Sunday, November 13, 2011

OWS and its “Leaders”: A Lesson from the 60s


To a large extent, the New York Times sets the news agenda for American journalism.  Today’s Times backgrounder becomes tomorrow’s conventional wisdom throughout the broadcast media and the regional press.  So we should take notice when Arthur Brisbane, the Times’ “public editor”, writes of Occupy Wall Street
An investigation into origins would lead to the identities of early leaders, at least, and the search for the broader leadership of the movement should continue from there. I polled a group of journalism educators on the question of how The Times should direct its coverage henceforth. Not all agreed on this, but most said it was important to understand who the leaders were and what demographics they represented.
This brings me back in time, to the late 60s and early 70s, when another largely formless movement was making itself felt in America.  On the ground, this radical upsurge was composed of affinity groups, underground newspapers, community storefront projects and streetcorner networks.  It had a visceral distrust of leaders and authority, of having others speak for you.

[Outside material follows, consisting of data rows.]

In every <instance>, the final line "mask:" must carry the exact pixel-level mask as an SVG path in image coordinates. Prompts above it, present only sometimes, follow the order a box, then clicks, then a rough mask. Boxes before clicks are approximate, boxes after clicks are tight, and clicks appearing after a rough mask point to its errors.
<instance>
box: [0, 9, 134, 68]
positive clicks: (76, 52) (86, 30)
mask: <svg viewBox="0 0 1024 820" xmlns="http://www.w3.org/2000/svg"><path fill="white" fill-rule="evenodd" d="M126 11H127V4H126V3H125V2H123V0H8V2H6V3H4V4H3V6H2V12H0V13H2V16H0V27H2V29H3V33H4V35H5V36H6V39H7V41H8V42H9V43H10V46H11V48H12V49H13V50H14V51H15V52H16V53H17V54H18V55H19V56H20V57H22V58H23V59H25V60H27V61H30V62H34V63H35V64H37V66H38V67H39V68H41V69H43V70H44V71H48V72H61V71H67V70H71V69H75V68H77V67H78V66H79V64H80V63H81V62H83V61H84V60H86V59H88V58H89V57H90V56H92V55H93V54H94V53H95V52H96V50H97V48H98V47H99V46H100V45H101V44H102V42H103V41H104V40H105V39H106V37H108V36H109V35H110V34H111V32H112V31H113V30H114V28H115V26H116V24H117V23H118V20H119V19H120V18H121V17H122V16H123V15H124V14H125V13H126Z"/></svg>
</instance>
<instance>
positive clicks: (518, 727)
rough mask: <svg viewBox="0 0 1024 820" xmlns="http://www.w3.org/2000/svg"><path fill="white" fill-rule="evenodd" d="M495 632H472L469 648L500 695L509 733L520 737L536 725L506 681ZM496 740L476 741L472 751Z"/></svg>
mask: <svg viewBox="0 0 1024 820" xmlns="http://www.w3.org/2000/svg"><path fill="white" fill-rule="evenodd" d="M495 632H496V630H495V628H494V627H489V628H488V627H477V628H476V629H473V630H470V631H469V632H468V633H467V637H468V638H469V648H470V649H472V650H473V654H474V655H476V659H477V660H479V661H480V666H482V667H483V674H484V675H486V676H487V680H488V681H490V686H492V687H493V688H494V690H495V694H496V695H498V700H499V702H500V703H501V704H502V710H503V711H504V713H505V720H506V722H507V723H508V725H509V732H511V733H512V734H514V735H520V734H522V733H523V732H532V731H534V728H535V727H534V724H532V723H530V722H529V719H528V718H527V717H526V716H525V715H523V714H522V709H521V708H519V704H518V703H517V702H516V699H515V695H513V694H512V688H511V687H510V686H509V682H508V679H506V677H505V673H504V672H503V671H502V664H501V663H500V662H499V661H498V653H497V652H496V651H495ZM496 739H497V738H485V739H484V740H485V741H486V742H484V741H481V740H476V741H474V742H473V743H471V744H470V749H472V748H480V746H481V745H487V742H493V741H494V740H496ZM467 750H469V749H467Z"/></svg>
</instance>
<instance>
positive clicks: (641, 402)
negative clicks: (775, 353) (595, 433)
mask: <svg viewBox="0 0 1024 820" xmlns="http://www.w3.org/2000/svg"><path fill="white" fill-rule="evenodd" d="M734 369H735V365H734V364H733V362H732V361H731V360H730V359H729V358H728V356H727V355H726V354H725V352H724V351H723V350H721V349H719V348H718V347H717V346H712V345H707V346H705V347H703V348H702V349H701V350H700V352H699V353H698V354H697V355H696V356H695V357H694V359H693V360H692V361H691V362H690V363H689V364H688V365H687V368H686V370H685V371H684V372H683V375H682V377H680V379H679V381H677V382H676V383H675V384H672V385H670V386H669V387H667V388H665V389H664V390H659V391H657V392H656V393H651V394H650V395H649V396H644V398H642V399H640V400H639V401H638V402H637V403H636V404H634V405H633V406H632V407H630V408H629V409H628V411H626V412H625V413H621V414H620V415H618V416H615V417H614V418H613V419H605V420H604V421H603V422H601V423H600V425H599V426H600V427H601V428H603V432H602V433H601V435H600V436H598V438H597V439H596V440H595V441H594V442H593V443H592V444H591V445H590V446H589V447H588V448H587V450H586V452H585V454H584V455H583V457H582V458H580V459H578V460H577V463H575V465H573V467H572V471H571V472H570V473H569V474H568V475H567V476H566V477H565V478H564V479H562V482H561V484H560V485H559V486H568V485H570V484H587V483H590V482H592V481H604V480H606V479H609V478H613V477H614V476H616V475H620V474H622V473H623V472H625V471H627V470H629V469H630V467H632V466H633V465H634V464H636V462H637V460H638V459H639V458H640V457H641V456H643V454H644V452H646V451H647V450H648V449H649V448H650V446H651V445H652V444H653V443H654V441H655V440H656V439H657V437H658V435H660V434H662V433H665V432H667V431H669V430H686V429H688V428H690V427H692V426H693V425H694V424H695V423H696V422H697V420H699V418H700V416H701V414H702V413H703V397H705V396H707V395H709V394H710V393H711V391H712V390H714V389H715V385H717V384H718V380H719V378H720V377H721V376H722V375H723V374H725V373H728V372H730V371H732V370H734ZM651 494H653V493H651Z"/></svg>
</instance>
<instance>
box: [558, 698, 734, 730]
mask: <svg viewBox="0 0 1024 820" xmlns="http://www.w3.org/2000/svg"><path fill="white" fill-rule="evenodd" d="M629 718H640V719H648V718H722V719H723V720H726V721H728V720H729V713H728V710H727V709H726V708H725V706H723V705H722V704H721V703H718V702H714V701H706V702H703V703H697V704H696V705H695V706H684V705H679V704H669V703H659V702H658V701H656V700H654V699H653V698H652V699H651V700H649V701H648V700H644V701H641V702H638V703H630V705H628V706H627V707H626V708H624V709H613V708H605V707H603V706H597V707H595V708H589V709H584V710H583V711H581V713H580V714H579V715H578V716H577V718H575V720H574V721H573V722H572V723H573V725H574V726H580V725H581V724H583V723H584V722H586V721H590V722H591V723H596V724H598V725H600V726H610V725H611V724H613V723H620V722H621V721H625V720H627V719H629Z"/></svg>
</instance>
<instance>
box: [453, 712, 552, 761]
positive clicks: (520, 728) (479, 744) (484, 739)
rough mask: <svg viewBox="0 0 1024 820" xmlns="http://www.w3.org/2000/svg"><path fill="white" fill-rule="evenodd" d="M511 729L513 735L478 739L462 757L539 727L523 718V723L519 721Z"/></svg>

Nevertheless, a pathological symbiosis developed between the media and a relatively small number of movement self-aggrandizers.  The ambitious would-be leaders discovered that they would be anointed by the media as long as they adopted ever more outrageous postures and rhetoric, and the media found that by focusing on them they had a story they could cover in a convenient, template-satisfying way.  Unfortunately, that was not all.  Because the movements of the time had weak institutional structures, they ultimately depended on media coverage to attract new recruits and hang onto old ones.  Thus, when “leaders” like the Weathermen and the Black Panther Party flamed out, they sucked the rest of us down with them.

But here’s the thing: neither I nor anyone I knew in this movement chose these “leaders”, nor did we feel represented by them in the slightest.  Our story, whatever it was, had little to do with its representation in the media.  We were seeking something completely different, but this quest was cut off and even our memory of it was gradually erased by years of repetitive, fixated discussion of our Promethean but, alas, flawed “leadership”.

Lessons?  They are partly about the role of the media in refashioning social movements so they fit the standard journalistic model of who they are and how they should function.  Even more, they are a warning to the movements themselves, that they have to give thought to their own self-defined structures that convey who they are, what they believe, who is permitted to represent them, and how new recruits can join in.

1 comment:

  1. In my experience with the anti-globalization movement, for any given grouplet it was those who could master the arcane act of consensus. As consensus is basically a form of divination, it best serves those who possess a subtle ventriloquy, among other talents. I became convinced, like Murray Bookchin, that the process itself is toxic. Above all, I learned to distrust any political formation that is run by consensus.

    It is worth lingering on the "weak institutional structures" of the activists themselves, for the reasons given by Jo Freeman: "If the movement continues deliberately to not select who shall exercise power, it does not thereby abolish power. All it does is abdicate the right to demand that those who do exercise power and influence be responsible for it." A lack of structure results in a lack of accountability.

    Personally, I am far, far more inclined to blame the post-Seattle "autonomous" or "small-a" anarchism than I am the media.